It takes a Free man to set a man Free!

It takes a Free man to set a man Free!

Monday, October 31, 2011

Monday morning Coffee!


So after a long week of being sick I am back in the game of life back doing my day to day things. With having to take a week off and being in bed about 90% of the time I did alot of thinking. Thinking about God's people and how no matter how hard you try only Christ can change the heart of the man. I have been reading in Act over this past month and the main theme I have come to is when there is ministry for Christ there is persecution. Oh how I have lived this many many times over the years.

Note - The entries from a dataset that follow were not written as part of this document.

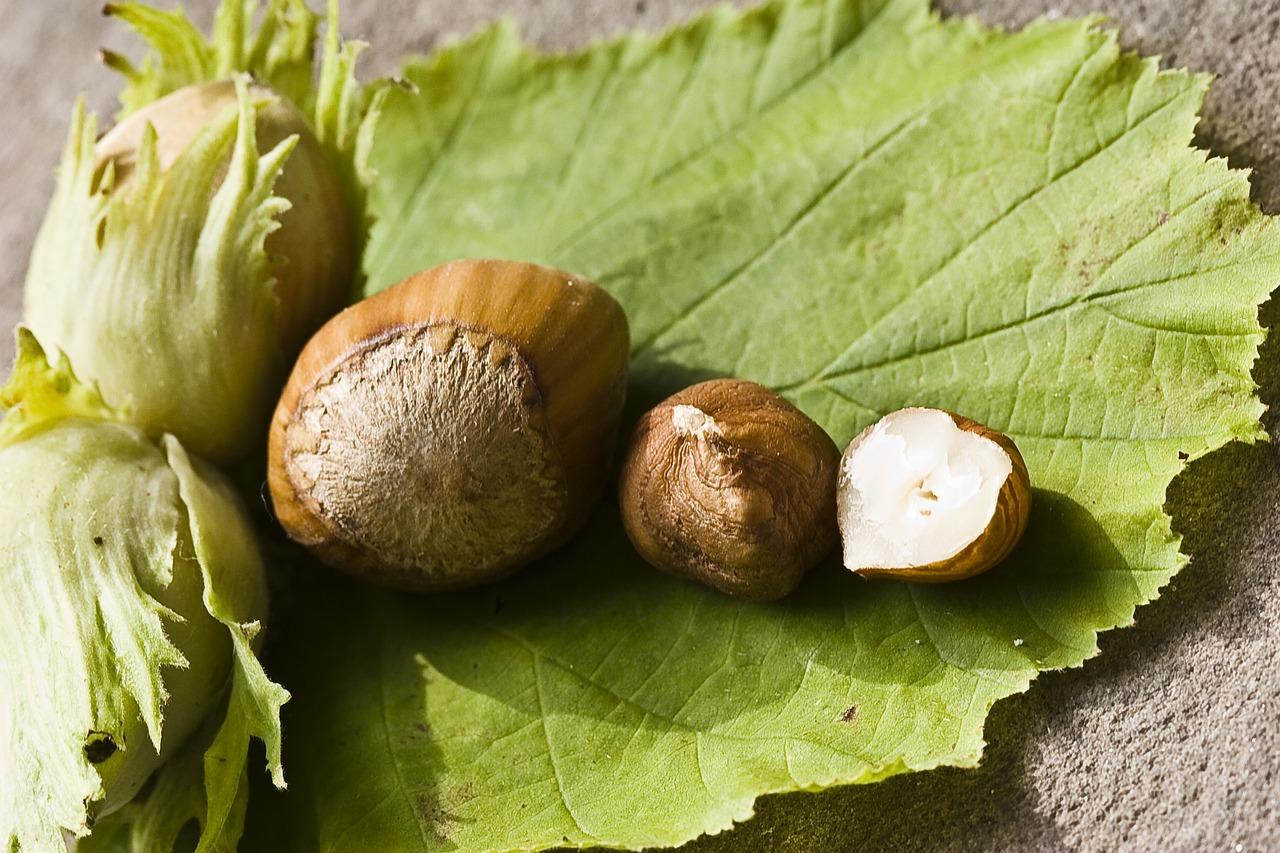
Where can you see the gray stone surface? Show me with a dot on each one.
(1170, 739)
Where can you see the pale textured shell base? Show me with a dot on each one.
(425, 448)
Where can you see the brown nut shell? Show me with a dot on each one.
(453, 427)
(1001, 534)
(315, 240)
(728, 484)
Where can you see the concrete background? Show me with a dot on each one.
(1170, 739)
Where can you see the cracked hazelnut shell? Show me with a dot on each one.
(931, 496)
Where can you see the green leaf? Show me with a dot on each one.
(867, 208)
(123, 621)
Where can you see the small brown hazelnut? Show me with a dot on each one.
(730, 484)
(453, 427)
(929, 496)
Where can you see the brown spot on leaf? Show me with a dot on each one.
(99, 747)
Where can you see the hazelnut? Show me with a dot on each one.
(315, 238)
(453, 427)
(730, 484)
(929, 496)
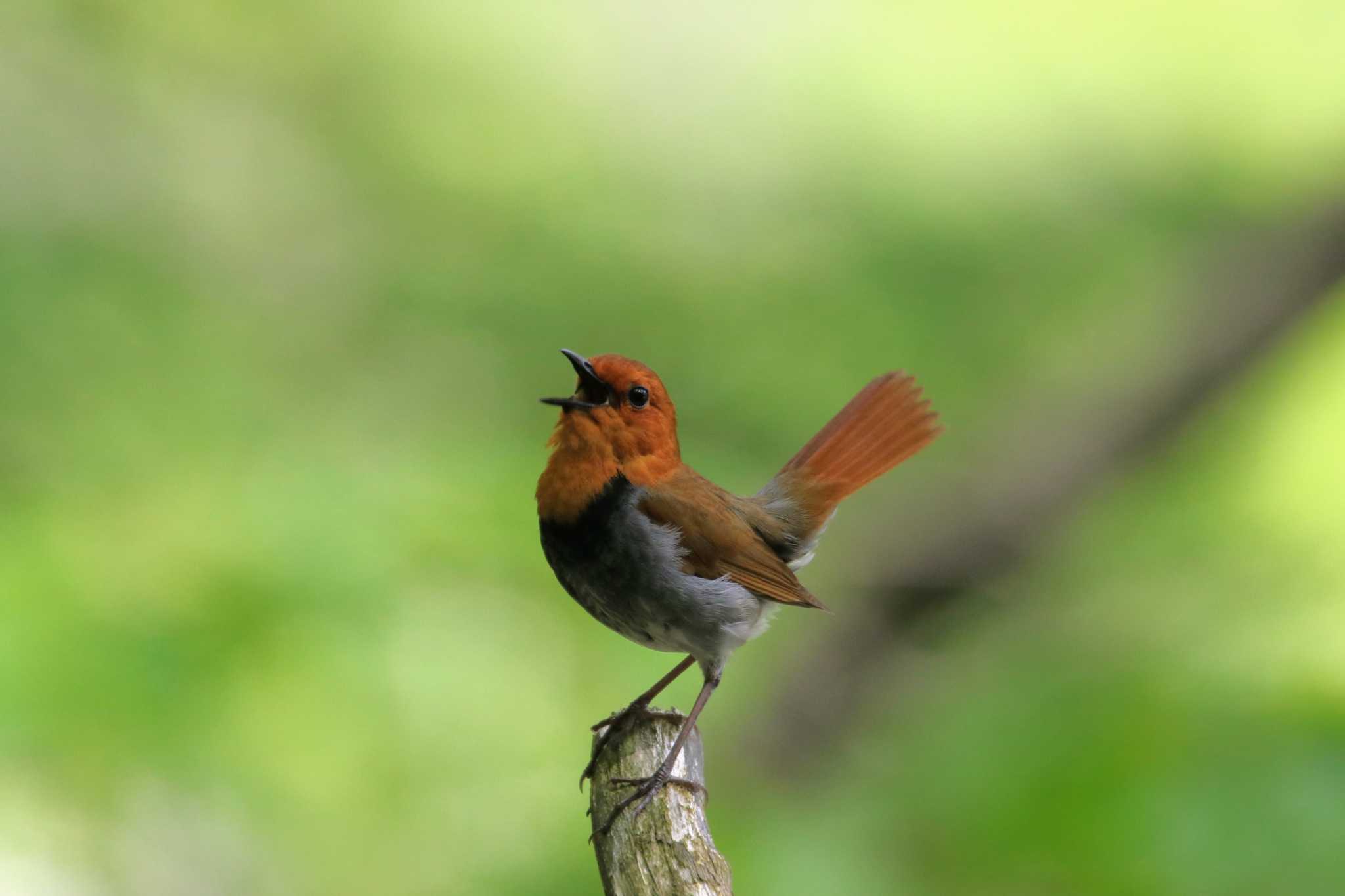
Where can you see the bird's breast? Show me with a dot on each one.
(626, 570)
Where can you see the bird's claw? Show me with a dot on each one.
(617, 721)
(645, 792)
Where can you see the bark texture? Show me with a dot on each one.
(667, 849)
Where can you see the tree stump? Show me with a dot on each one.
(667, 849)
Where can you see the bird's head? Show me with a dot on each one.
(621, 416)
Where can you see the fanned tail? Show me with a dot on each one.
(880, 427)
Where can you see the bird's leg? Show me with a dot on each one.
(646, 788)
(618, 720)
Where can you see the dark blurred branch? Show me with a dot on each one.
(1252, 295)
(667, 849)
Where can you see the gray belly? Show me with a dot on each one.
(626, 571)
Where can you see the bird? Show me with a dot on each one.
(673, 562)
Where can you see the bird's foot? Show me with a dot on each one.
(645, 793)
(618, 721)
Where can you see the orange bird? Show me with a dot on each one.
(661, 555)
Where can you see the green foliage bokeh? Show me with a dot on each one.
(280, 285)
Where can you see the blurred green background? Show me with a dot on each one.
(280, 285)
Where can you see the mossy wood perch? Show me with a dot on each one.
(667, 849)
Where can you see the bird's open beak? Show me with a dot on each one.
(591, 393)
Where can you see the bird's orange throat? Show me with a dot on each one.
(590, 449)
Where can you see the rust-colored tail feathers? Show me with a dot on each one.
(880, 427)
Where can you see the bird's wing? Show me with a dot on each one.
(718, 542)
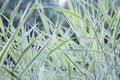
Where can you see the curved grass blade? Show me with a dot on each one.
(26, 49)
(10, 72)
(4, 6)
(31, 62)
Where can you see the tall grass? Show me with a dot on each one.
(87, 49)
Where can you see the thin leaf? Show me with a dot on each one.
(10, 72)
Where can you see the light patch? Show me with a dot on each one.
(61, 2)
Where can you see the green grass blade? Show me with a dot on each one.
(10, 72)
(26, 49)
(4, 6)
(14, 12)
(31, 62)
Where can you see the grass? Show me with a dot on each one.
(58, 52)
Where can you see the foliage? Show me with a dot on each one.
(87, 49)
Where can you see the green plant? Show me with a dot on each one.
(57, 52)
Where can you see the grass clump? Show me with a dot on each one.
(86, 49)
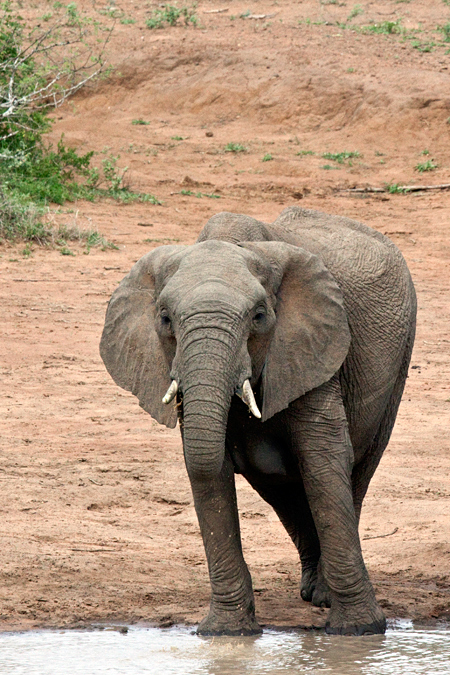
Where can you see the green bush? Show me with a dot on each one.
(169, 14)
(39, 70)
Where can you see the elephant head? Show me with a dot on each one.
(210, 319)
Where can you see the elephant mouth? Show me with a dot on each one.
(245, 393)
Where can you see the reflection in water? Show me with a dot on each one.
(177, 651)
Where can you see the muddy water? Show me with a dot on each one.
(404, 650)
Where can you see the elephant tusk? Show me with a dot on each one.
(248, 397)
(171, 392)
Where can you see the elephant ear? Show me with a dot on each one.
(311, 337)
(130, 347)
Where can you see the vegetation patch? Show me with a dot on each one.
(235, 147)
(429, 165)
(171, 14)
(341, 157)
(199, 195)
(39, 70)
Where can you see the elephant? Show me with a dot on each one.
(282, 350)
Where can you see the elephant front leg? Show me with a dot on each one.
(232, 610)
(326, 457)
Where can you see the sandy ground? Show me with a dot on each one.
(97, 521)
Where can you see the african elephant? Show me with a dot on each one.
(310, 321)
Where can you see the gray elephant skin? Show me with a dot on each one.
(317, 313)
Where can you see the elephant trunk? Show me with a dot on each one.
(209, 379)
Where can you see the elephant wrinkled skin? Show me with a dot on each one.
(317, 312)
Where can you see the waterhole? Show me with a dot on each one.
(404, 650)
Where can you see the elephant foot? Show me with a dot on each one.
(354, 620)
(314, 588)
(229, 625)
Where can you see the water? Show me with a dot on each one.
(404, 650)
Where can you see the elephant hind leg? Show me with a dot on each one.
(363, 472)
(292, 508)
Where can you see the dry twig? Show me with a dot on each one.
(380, 536)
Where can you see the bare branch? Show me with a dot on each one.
(399, 188)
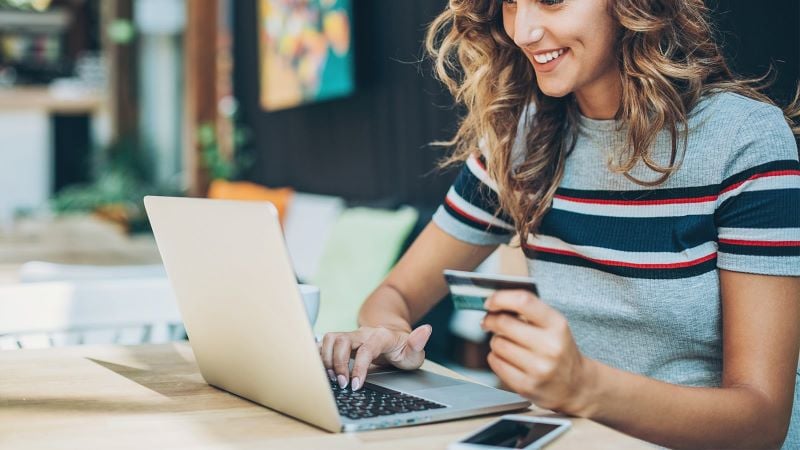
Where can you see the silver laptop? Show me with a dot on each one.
(238, 296)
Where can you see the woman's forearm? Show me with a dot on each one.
(683, 417)
(385, 307)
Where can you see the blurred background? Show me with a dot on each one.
(324, 107)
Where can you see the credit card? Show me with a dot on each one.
(469, 290)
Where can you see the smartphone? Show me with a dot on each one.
(514, 431)
(469, 290)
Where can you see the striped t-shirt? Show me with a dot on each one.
(635, 269)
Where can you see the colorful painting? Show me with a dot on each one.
(306, 51)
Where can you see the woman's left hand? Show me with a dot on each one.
(533, 352)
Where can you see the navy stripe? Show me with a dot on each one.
(473, 190)
(777, 208)
(785, 164)
(476, 225)
(649, 194)
(629, 272)
(631, 234)
(753, 250)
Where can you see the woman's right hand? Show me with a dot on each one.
(399, 348)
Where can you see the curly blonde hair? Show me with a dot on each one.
(668, 61)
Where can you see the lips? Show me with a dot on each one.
(546, 61)
(546, 57)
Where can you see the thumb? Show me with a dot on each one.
(419, 337)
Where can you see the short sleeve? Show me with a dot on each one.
(758, 209)
(471, 210)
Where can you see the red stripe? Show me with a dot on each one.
(464, 213)
(709, 198)
(774, 173)
(672, 201)
(760, 243)
(625, 264)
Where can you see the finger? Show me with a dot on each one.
(326, 352)
(342, 349)
(413, 354)
(419, 337)
(510, 326)
(366, 353)
(510, 375)
(526, 305)
(518, 356)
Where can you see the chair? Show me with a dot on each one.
(360, 250)
(120, 311)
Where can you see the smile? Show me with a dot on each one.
(544, 58)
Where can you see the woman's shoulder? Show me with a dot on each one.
(743, 133)
(734, 109)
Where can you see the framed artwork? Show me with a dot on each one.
(305, 51)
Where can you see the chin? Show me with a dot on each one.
(554, 91)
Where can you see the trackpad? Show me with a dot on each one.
(412, 381)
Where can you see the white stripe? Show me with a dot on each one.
(763, 184)
(480, 173)
(474, 211)
(601, 253)
(669, 210)
(472, 291)
(760, 234)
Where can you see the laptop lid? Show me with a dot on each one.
(238, 296)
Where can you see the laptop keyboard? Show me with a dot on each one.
(373, 401)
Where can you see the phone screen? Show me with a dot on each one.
(511, 434)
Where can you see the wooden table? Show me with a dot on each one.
(71, 239)
(115, 397)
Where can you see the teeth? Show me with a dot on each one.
(547, 57)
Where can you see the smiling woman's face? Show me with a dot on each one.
(570, 43)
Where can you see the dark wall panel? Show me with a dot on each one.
(373, 145)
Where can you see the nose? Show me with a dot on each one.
(528, 28)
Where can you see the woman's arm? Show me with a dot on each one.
(752, 408)
(414, 285)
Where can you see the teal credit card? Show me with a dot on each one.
(469, 290)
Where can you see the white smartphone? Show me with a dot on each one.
(514, 431)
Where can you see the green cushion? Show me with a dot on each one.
(361, 249)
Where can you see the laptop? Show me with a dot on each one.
(238, 296)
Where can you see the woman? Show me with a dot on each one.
(659, 201)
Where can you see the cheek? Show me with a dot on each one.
(508, 24)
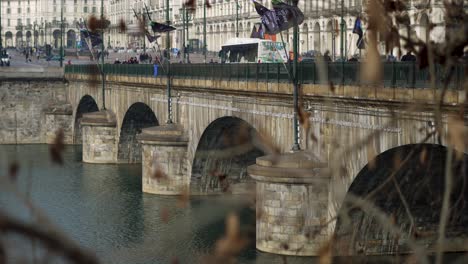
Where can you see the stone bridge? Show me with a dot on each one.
(221, 127)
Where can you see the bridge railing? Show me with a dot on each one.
(395, 74)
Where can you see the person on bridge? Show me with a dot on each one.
(408, 57)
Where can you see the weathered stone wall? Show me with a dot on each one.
(22, 103)
(291, 216)
(164, 170)
(99, 144)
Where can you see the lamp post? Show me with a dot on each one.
(35, 36)
(342, 43)
(295, 146)
(1, 42)
(144, 35)
(103, 77)
(61, 33)
(189, 18)
(182, 10)
(168, 52)
(237, 18)
(204, 30)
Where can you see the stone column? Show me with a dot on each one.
(164, 160)
(99, 137)
(58, 117)
(292, 203)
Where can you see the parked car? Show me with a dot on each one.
(5, 59)
(307, 59)
(54, 58)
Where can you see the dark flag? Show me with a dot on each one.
(95, 38)
(158, 27)
(282, 17)
(268, 17)
(257, 31)
(150, 37)
(288, 15)
(358, 30)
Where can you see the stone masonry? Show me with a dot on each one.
(58, 117)
(99, 137)
(292, 203)
(164, 160)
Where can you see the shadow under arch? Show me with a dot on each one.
(419, 181)
(138, 116)
(87, 104)
(225, 150)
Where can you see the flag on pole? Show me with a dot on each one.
(358, 30)
(160, 28)
(282, 17)
(150, 37)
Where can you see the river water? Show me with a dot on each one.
(102, 208)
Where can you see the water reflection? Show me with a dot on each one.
(103, 209)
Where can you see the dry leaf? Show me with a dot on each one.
(183, 198)
(457, 135)
(13, 170)
(325, 252)
(371, 153)
(232, 243)
(423, 156)
(57, 147)
(164, 215)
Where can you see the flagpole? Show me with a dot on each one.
(61, 33)
(103, 74)
(237, 18)
(204, 29)
(168, 52)
(295, 146)
(342, 42)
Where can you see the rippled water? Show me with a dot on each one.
(102, 208)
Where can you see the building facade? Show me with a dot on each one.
(321, 30)
(28, 23)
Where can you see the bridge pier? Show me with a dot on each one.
(292, 203)
(58, 117)
(164, 160)
(99, 137)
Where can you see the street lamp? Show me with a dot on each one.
(342, 43)
(186, 18)
(61, 33)
(102, 58)
(35, 36)
(237, 18)
(168, 57)
(204, 29)
(1, 46)
(295, 146)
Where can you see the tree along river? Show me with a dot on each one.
(102, 208)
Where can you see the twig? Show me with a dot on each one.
(445, 205)
(51, 239)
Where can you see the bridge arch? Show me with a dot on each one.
(226, 147)
(407, 184)
(87, 104)
(138, 116)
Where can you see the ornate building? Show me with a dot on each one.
(27, 23)
(320, 31)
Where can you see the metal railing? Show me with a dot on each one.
(395, 74)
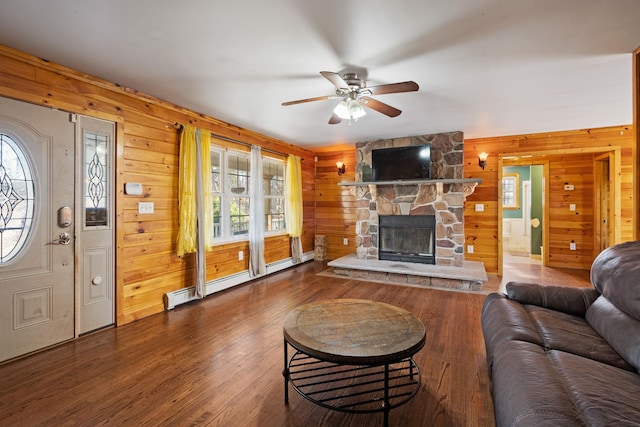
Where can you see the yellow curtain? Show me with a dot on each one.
(293, 209)
(207, 197)
(187, 203)
(195, 201)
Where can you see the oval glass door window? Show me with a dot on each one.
(16, 199)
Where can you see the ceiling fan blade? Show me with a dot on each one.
(394, 88)
(335, 79)
(334, 120)
(380, 107)
(301, 101)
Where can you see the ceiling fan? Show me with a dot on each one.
(355, 95)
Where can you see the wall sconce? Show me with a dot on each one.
(482, 159)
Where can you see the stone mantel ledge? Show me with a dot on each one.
(415, 181)
(469, 184)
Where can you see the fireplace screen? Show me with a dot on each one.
(407, 238)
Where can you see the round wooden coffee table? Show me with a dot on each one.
(353, 355)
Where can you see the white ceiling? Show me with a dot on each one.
(486, 67)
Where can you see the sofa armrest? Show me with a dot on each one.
(574, 301)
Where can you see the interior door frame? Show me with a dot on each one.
(599, 181)
(526, 159)
(538, 157)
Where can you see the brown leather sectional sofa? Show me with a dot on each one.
(563, 356)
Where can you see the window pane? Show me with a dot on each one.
(17, 198)
(96, 184)
(274, 214)
(238, 174)
(217, 216)
(239, 215)
(273, 175)
(216, 168)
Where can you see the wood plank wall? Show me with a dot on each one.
(336, 205)
(570, 156)
(636, 123)
(147, 151)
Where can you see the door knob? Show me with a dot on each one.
(63, 239)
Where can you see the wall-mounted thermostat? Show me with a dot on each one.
(133, 188)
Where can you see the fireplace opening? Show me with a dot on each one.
(408, 238)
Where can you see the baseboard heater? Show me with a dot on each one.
(184, 295)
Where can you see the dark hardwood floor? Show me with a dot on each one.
(219, 362)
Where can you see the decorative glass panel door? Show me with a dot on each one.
(36, 228)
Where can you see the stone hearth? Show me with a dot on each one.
(469, 277)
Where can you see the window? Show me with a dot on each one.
(217, 191)
(231, 196)
(237, 193)
(17, 199)
(511, 191)
(273, 175)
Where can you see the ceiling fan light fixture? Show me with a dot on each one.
(349, 109)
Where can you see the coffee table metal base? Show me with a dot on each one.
(351, 388)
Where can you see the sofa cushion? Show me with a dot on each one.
(618, 328)
(527, 390)
(605, 395)
(504, 320)
(561, 298)
(562, 331)
(615, 273)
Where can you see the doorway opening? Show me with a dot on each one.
(522, 214)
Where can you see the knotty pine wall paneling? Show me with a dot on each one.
(636, 137)
(147, 151)
(335, 206)
(570, 155)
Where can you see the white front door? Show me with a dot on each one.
(36, 228)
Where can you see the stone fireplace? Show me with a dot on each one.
(441, 197)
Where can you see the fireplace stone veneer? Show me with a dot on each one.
(442, 196)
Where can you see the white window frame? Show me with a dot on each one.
(282, 164)
(225, 194)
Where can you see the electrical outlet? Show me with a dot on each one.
(145, 207)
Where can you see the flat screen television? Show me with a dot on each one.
(401, 163)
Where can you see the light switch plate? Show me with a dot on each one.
(145, 207)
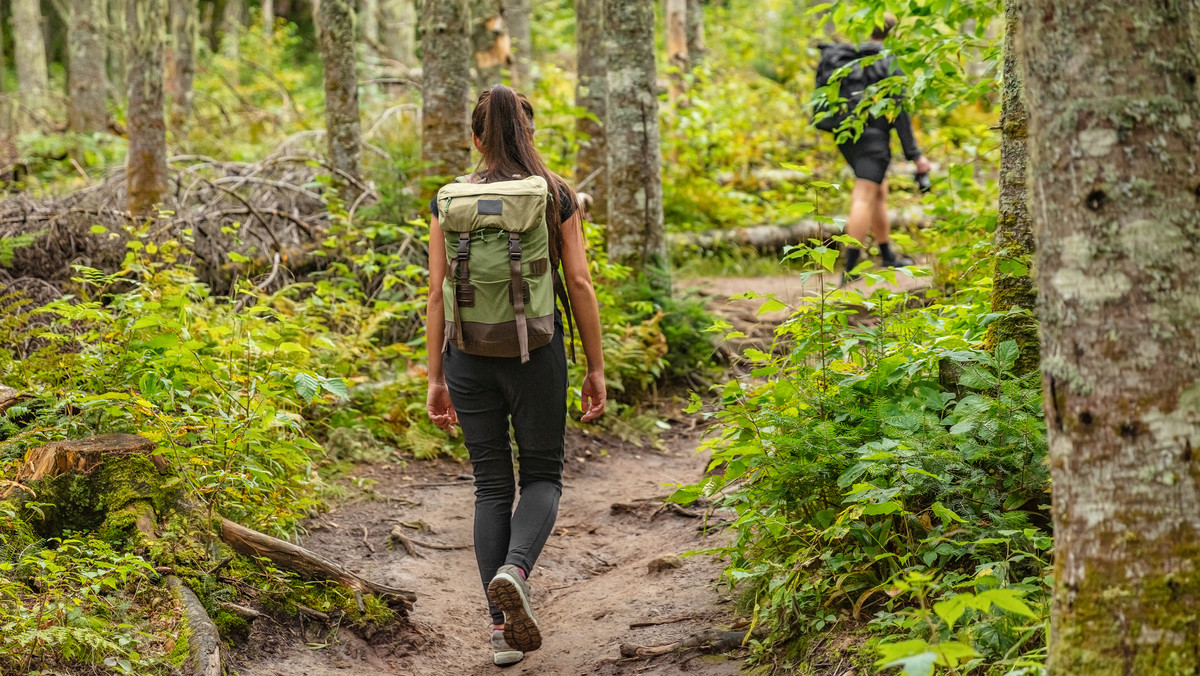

A pastor friend of mine reminded me this week Romans 12:12; "Rejoice in hope, be patient in tribulation, be constant in prayer." Oh how it's hard to be patient in any tribulation. But once again as years past and many time before I keep moving forword. I have learn over time that there is always victory after a time of tribulation and I am starting to remind myself that daily. Well I am off to start on my mile long today list. But I leave with sharing a post from Debbie's blog this morning that I felt was a great reminder to what and who Christ has called us to be.
Someone Doesn't Like Me by Cecil Murphey
Across the street lives a neighbor with whom I had a minor run-in last year. Since
then, she doesn't "see" me when we pass each other in the neighborhood. If her
husband stops to talk to me, she keeps walking. She doesn't like me and
probably never will. I figured out long ago that there will always be a few
people who probably won't ever like me.That's true with all of us: Some
people don't like us. Won't like us. Ever. Often we don't know the
reason. I've tried to engage her in conversation and
several times I gave her plants from our garden, but she hasn't warmed up to
me. I recently admitted that regardless of anything I do, she'll probably
continue to have no use for me. Years ago I began to pray for
individuals who disliked me or spoke against me. I prayed for God to repay them
for their sins and their hardness of heart. That was self-righteous, indignant
praying, and I no longer pray that way. To my neighbor I owe
thanks for helping me to change my attitude. I pray good things for her every
day. I expect no change, not even a friendly smile. From that situation,
I understood something significant for me. First, those don't-like-me
individuals push me toward self-examination. I honestly search my heart to
figure out if I'm guilty of wrongdoing toward them. Most of the time, no answer
comes. (When it does, I apologize.) Second, whenever my
neighbor walks down the street, I see her slumped shoulders and the lack of joy
on her face. I don't know much about her and I don't ask other neighbors. I
simply believe that she must be an unhappy woman. Each day and each time
I see her, I pray for God to fill her with peace and joy. Maybe
God will answer my prayer.
I read this one before when Debbie shared this story and I am thankful again for what a great reminder to how true this story really is. So I pray the same for all those people who lack joy, and may the Lord give fill them with compassion and love like they have never seen before.